Not only will you find a stopper on your drivers license making it impossible to renew your license, not only will you not be able to just pay your ticket at the court, but you will have to send your money to Texas, pay up to 50% in additional fees to a Texas-based collection agency, and add another US$10.00 credit card handling fee for immediate service.
This can easily double the cost of your ticket.
The Hawaii court system, like many other jurisdictions, has contracted with the Texas-based Municipal Service Bureau to collect on Hawaii-issued traffic tickets.
You can expect to receive two phone calls a day, every day until you pay your ticket including the handling fees the agency adds to the ticket amount. Privacy concerns? Not for Hawaii courts. All information is provided by the Honolulu District Court to this privately-owned collection agency in Texas. Once the collection agency is involved, they will be provided with your social security number, your date of birth, your drivers license number, and all your phone numbers, including unlisted numbers.
Don’t try to send a check to the Hawaii courts. Payments for Hawaii traffic tickets are only accepted in Texas.
ETN talked to Daniel Robinson, CEO of RCM Hawaii Debt Collection Agency, about this interesting way the Hawaii government is handling collection of its traffic tickets. Daniel estimates a minimum of 7 full-time jobs could have been created in Hawaii to process traffic collections, and his agency is already set up to do the same, or even a better, job of collecting on Hawaii tickets.
State court administrative services told eTN they went through a bidding system to determine which agency would process ticket collections, and the lowest bidder won. That bidder is based in Texas. There was no preference in hiring a Hawaii-based agency. What about following the lead of the Hawaii state Department of Agriculture? A banner on their website states: “Buy Local. It Matters,” and encourages people to “Join the movement.” We had to suppose that the state government only encourages supporting local jobs when it comes to fruits and vegetables.
Hawaii businesses like Hawaiian Airlines is handling their call center and customer service operation in Manila, Philippines. Where is the corporate responsibility to keep jobs at home?
ETN publisher Juergen Thomas Steinmetz had a chance to talk directly to Hawaii Governor Neil Abercrombie just a couple of days ago. Abercrombie stated: “I’m aware of this, and we’ll get rid of them [Municipal Services].”
Municipal Services in Texas has a multi-year contract, so we’ll have to wait and see how this pans out. Let’s hope the Governor will manage to move these jobs home.
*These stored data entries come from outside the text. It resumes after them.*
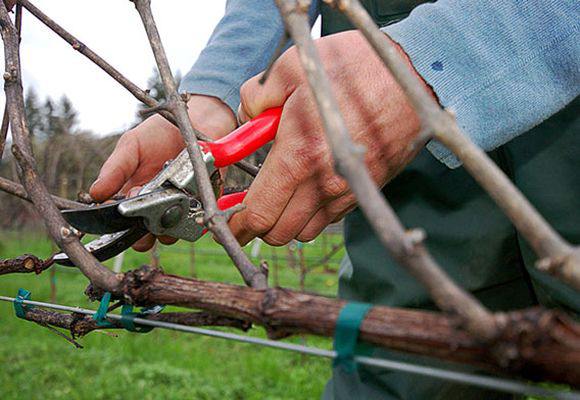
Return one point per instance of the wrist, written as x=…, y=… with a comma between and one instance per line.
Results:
x=211, y=116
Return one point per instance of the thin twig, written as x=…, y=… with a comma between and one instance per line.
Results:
x=545, y=241
x=26, y=263
x=5, y=119
x=251, y=274
x=15, y=189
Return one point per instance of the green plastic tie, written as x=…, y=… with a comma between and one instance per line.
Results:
x=346, y=334
x=128, y=320
x=19, y=308
x=101, y=315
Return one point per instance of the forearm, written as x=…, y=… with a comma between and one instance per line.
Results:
x=239, y=48
x=501, y=67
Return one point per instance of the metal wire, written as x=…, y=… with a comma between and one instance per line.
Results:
x=487, y=382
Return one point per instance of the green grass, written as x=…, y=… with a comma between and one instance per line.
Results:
x=162, y=364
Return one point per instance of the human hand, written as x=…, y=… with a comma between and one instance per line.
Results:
x=297, y=192
x=142, y=151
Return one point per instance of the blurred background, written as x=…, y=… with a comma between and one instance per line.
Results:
x=76, y=113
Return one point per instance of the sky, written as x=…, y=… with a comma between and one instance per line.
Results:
x=113, y=30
A stopper on a drivers license prevents the renewal of a license. It should be a very reliable way to ensure tickets will eventually be paid. Why would such tickets need to be collected by a collection agency?
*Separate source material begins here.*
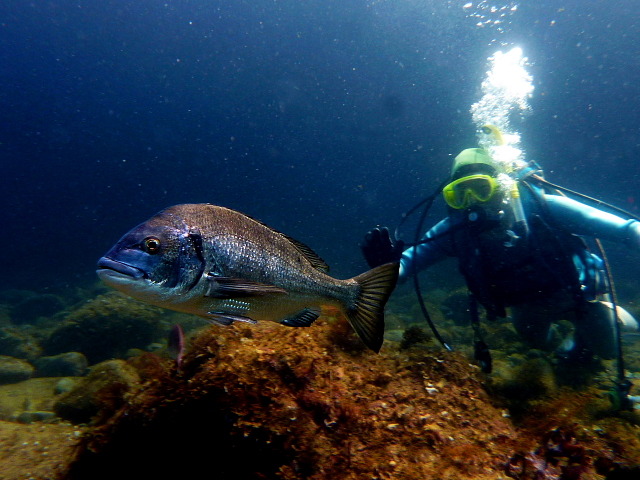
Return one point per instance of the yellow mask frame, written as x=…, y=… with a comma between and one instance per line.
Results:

Why is there this coercion between a public agency (the court) and a private collection agency? Who is getting a share of the administrative late fees, processing fees, and credit card fees on Hawaii adjudicated traffic tickets?
What gives a private out-of-state organization the power to decide who can drive a car in Hawaii?
Is no privacy law violated when a public Hawaii court provides sensitive information about Hawaii citizens including their drivers license numbers, social security numbers, addresses, and unlisted phone numbers?
What assurance is there that the out-of-state collection agency is not sharing or using this information for unrelated activities?
How can it be explained that insurance companies in Hawaii penalize their clients for tickets that had not yet been ruled on?
Does Hawaii government have a privacy problem when it comes to their citizens?